Malgré l’annexion de la Crimée en mars 2014 et la prise de Donetsk en avril, Moscou subit en mai une défaite humiliante. L’intervention russe avait renforcé dans tout le pays, comme l’écrit Pieniazek, « le sentiment d’identité ukrainien ». Le « modèle de la Crimée » était inadapté à tout le reste de l’Ukraine, ou presque, et échoua dans le sud-est. À Sébastopol, la Russie pouvait s’appuyer sur un réseau de responsables locaux prêts à tourner casaque, sur le soutien massif des habitants russes et sur la présence de bases militaires. Sans ces ressources, les maigres détachements des forces spéciales, ceux que les Ukrainiens surnomment les « petits hommes verts » car ils ne portent pas d’insignes, étaient incapables de contrôler la région. Aucun mouvement séparatiste n’émergea dans quatre des six districts estampillés « Nouvelle Russie » par Poutine. L’emprise russe sur les environs de Donetsk et Louhansk était partielle et branlante.

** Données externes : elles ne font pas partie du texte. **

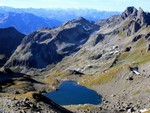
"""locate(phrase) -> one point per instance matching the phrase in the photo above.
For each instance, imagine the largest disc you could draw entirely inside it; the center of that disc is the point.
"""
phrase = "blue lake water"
(70, 93)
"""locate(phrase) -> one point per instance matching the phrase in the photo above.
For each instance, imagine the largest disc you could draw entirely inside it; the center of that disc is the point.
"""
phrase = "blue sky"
(108, 5)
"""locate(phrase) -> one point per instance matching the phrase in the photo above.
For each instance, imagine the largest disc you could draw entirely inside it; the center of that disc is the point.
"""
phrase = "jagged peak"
(80, 19)
(130, 11)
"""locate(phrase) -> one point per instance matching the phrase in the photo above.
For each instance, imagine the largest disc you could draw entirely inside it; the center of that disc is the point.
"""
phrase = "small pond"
(70, 93)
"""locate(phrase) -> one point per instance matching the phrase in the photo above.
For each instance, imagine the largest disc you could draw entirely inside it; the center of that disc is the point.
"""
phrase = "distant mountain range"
(25, 22)
(63, 14)
(29, 20)
(113, 56)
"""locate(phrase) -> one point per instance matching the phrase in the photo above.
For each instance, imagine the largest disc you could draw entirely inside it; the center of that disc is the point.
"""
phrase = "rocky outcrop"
(26, 22)
(10, 38)
(49, 46)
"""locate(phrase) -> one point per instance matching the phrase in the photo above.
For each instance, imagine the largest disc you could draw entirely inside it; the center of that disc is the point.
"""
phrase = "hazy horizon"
(108, 5)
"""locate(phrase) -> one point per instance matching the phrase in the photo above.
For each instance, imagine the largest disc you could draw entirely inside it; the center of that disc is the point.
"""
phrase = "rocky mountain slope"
(10, 38)
(25, 22)
(49, 46)
(112, 55)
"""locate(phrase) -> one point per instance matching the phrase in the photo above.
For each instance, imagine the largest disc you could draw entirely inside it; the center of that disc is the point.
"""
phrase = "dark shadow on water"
(70, 93)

Les dirigeants de Kiev décidèrent de combattre. Malgré la modestie des forces armées du pays, les soldats ukrainiens repoussèrent rapidement les séparatistes. L’utilisation de l’aviation permit le déploiement des troupes et la destruction d’une partie des blindés que les irrédentistes avaient pris aux forces ukrainiennes ou obtenus de Moscou. En mai 2014, Kiev bruissait des rumeurs d’une prochaine offensive ukrainienne contre Donetsk. Pour mettre un terme à cette débâcle, Moscou devait anéantir l’aviation. En juin, les troupes russes traversèrent la frontière avec des tanks et des batteries antiaériennes. Une dizaine d’avions furent rapidement abattus.

Ce choix de l’escalade provoqua un crime de guerre majeur. L’un des nombreux convois russes engagés dans le conflit quitta sa base de Koursk le 23 juin. Il s’agissait d’un détachement de la 53e brigade de défense antiaérienne russe, qui avait pour mission de relier Donetsk avec un lanceur de missiles sol-air Buk portant le numéro 332. Le matin du 17 juillet, ce lanceur fut remorqué de Donetsk jusqu’à la ville de Snijné, puis chemina seul, alimenté par sa batterie, jusqu’à une ferme située au sud de la bourgade.

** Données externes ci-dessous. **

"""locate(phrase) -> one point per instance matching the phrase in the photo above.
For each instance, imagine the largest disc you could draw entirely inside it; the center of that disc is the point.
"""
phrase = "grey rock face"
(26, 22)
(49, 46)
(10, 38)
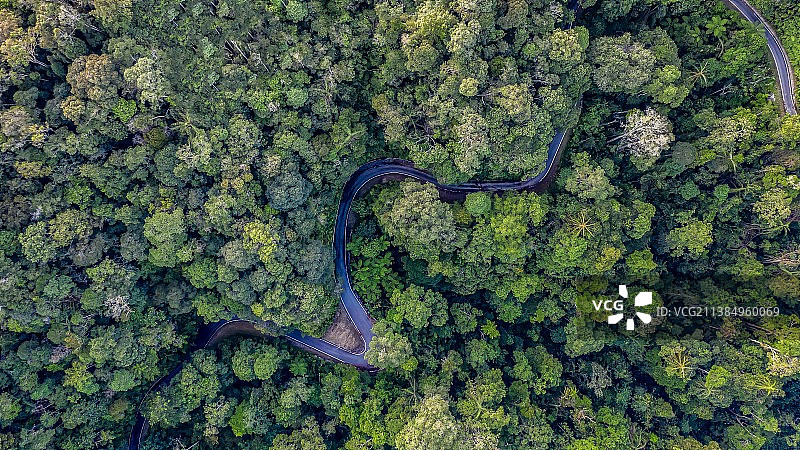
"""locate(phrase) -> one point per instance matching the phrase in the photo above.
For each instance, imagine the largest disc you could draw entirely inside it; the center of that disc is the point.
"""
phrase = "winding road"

Sans l’événement survenu ensuite, il n’y aurait eu là que le transport d’un armement russe parmi beaucoup d’autres, leur présence étant attestée par les photographies prises par les habitants, dans l’indifférence générale du monde. Mais le vol MH 17 de la Malaysian Airlines, emmenant 298 passagers d’Amsterdam à Kuala Lumpur, survolait alors le sud-est de l’Ukraine. À 13 h 20 GMT, il fut touché par des centaines de « projectiles à haute énergie » libérés par l’explosion de l’ogive 9N314M d’un missile tiré par ce lanceur. Lesdits projectiles perforèrent le cockpit et tuèrent sur le coup ses occupants. On a extrait le métal des morceaux de corps retrouvés. L’avion fut déchiqueté à son altitude de croisière de 33 000 pieds ; ses passagers et leurs bagages furent éparpillés sur un rayon de 10 kilomètres environ.

Pieniazek se précipita sur le site où les principaux fragments de l’épave et de nombreux corps avaient été localisés. Il fut le premier reporter sur place. Pourtant, dès le lendemain du crash, la télévision russe s’était emparée de l’histoire. Deux chaînes prétendirent que l’avion avait été abattu par un appareil ukrainien. Et trois autres expliquèrent pourquoi : les autorités ukrainiennes avaient voulu descendre un avion ayant à son bord Vladimir Poutine, et commis une erreur. Bien avant que les 298 corps aient été reconstitués et identifiés, les médias russes avaient clairement spécifié quelles étaient les victimes : le chef du Kremlin et son entourage.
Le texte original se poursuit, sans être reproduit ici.